Anonymization

AI/ML training corpus prep

Build a de-identified training corpus for AI/ML model development.

Problem

You are building a training dataset for an AI/ML model. The DICOM files must be de-identified and optionally converted to a non-DICOM format (e.g. NIfTI) for ingestion into your ML pipeline. Consistent anonymization across thousands of files is critical.

Steps

Open a DICOM file — click Open files… (⌘O) to load a representative sample.
Switch to Anonymization mode — click the Anon tab (⌘2).
Configure anonymization — select a profile that matches your institutional IRB requirements. For ML datasets, the Limited Dataset profile is often appropriate (dates retained, PHI removed).
Apply — click Apply & Export to generate a de-identified copy.
Convert to ML format — use the Export menu to convert the series to NIfTI-1 (.nii.gz).
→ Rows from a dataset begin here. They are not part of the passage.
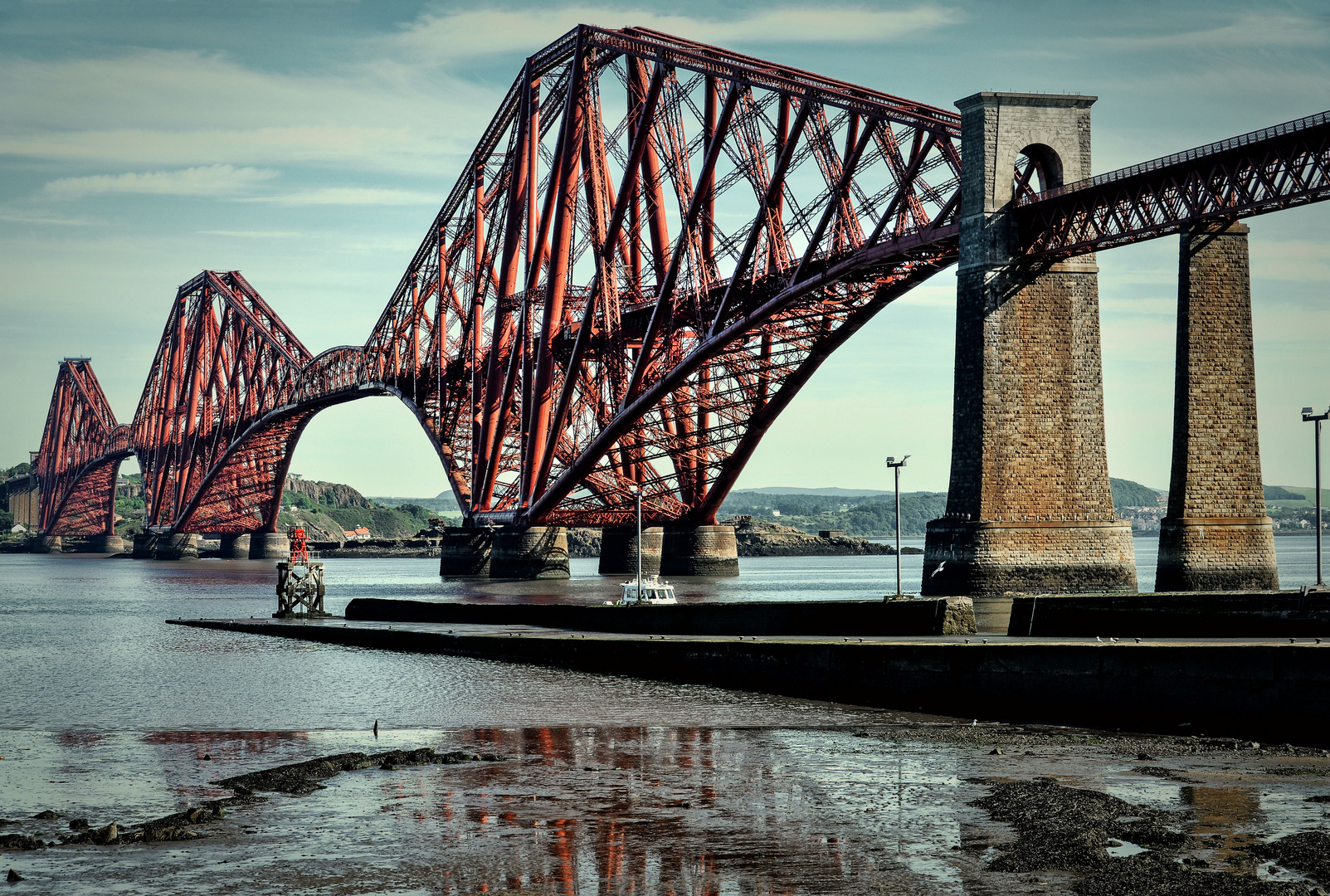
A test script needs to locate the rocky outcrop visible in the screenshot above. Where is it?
[286,479,370,508]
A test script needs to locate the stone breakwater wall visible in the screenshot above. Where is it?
[168,610,1330,746]
[346,597,977,637]
[1006,592,1330,638]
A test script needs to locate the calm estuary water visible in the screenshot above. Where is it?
[0,538,1323,896]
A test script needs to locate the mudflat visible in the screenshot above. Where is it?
[0,715,1330,896]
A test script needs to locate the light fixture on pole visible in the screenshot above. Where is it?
[1302,408,1330,587]
[887,455,909,597]
[628,485,642,601]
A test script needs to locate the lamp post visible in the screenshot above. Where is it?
[887,455,909,597]
[1302,408,1330,587]
[628,485,642,595]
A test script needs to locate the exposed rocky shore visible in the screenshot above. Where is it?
[0,747,505,845]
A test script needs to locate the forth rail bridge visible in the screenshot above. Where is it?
[12,25,1330,596]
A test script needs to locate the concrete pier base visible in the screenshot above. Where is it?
[490,527,568,578]
[250,532,291,560]
[153,532,198,560]
[598,527,665,576]
[84,534,125,554]
[923,520,1136,596]
[661,527,739,576]
[439,527,494,576]
[221,534,250,560]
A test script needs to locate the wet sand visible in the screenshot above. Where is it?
[7,718,1330,896]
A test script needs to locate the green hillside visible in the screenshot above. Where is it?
[1108,477,1160,508]
[717,492,947,537]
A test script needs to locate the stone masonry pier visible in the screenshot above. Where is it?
[923,93,1136,597]
[1156,222,1279,592]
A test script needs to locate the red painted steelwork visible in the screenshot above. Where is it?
[380,27,960,525]
[1016,112,1330,261]
[37,358,132,536]
[28,25,1330,533]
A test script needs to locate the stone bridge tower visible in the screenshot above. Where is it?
[1154,221,1279,592]
[923,93,1136,596]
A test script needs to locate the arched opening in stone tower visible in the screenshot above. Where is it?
[1011,144,1063,202]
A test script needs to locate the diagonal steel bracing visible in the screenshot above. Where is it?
[28,25,1330,533]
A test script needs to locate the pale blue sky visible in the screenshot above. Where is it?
[0,0,1330,494]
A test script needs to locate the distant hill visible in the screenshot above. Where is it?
[715,489,947,536]
[1108,477,1165,507]
[743,485,891,497]
[370,492,461,514]
[1264,485,1315,501]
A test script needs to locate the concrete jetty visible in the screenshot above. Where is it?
[169,610,1330,747]
[346,597,977,637]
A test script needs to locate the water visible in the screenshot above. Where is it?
[0,538,1325,896]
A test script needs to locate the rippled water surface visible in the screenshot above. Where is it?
[0,538,1323,896]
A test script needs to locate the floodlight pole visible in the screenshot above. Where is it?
[1302,408,1330,587]
[628,485,642,603]
[887,455,909,597]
Verify the output preserves spatial geometry (affine matrix) and volume dimensions.
Batch processing — for large corpora, use the watch-folder or CLI automation features to process thousands of files consistently.

Expected Result

De-identified DICOM files with consistent anonymization across the corpus.
NIfTI-1 output preserves spatial orientation (affine matrix is non-zero).
Volume dimensions (X, Y, Z) match the original DICOM series.
Pixel data integrity is maintained through the de-identification and conversion pipeline.